Krippenspiel mit Trommler, Kamel, Schafen und Eseln

Einige Tage vor Heiligabend werden die Trumpfs das Zirkuszelt auf dem Zevener Festplatz aufbauen. Die Seiten bleiben zur besseren Belüftung, aber auch für die gute Sicht von allen Seiten offen. Dort wird sich der Altarraum befinden. Ein etwas anderes Krippenspiel wird es während des Gottesdienstes geben, bei dem der achtjährige Jake eine tragende Rolle als „Little Drummer Boy“ spielen wird. Little Drummer Boy („Der kleine Trommler“) ist ein amerikanisches Weihnachtslied. Es erzählt die Geschichte eines armen Jungen, der es sich nicht leisten kann, dem neugeborenen Jesus ein Geschenk zu machen und daher für ihn auf seiner Trommel spielt. Und so kommt dann auch Papa Ronny ins Spiel, der seinerseits eine Kostprobe seines Könnens mit waghalsiger Jonglage und Feuerspucken geben wird. Auch der elfjährige Steven ist dabei. Um das Vergnügen und das Erlebnis für die Gottesdienstbesucher perfekt zu machen, organisiert Pfarrer Sorge auch noch einige tierische Besucher.

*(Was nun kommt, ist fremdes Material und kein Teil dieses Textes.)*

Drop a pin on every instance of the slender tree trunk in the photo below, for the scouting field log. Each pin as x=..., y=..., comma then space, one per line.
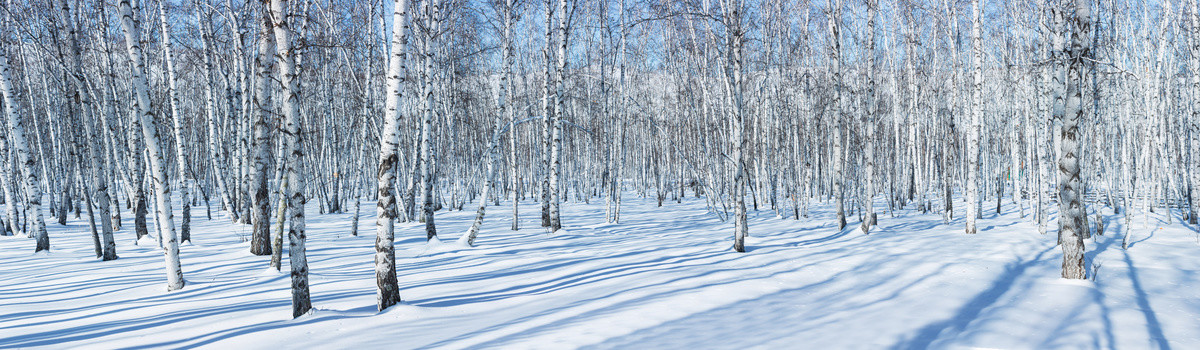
x=159, y=172
x=288, y=72
x=388, y=293
x=1071, y=221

Die Kamelfarm Visselhövede wird mit zumindest einem Kamel, einigen Schafen und Eseln vor Ort für zusätzliche Atmosphäre sorgen. Auch für die Zirkusfamilie Trumpf ist das eine Premiere: „Einen Auftritt während eines Gottesdienstes hatten wir auch noch nicht“, sagt Katja Trumpf und lacht. Gerade Ronny Trumpf freut sich sehr darauf, denn der Glaube bedeutet ihm viel. „Gerade jetzt, wo die Zeiten für uns schwer sind, finde ich auch Halt im Glauben“, sagt er.

Heiligabend wird die Familie nach dem Gottesdienst in Zeven dann zurückkehren zu ihrem Platz in Bassen. Für das Weihnachts-Festessen ist schon gesorgt: Ein freundlicher Nachbar hat der Familie eine Gans geschenkt. Überhaupt ist die Unterstützung und Hilfsbereitschaft vor Ort groß. Immer wieder bekommen sie Lebensmittelspenden für sich oder Futter für die Tiere. „Das hilft uns, durch die schwere Zeit zu kommen“, sagen die Trumpfs. Für das nächste Jahr haben sie noch keine Pläne gemacht, die Hoffnung ist aber groß, dass der Zirkus im Frühjahr oder Sommer endlich wieder auf Tour gehen kann.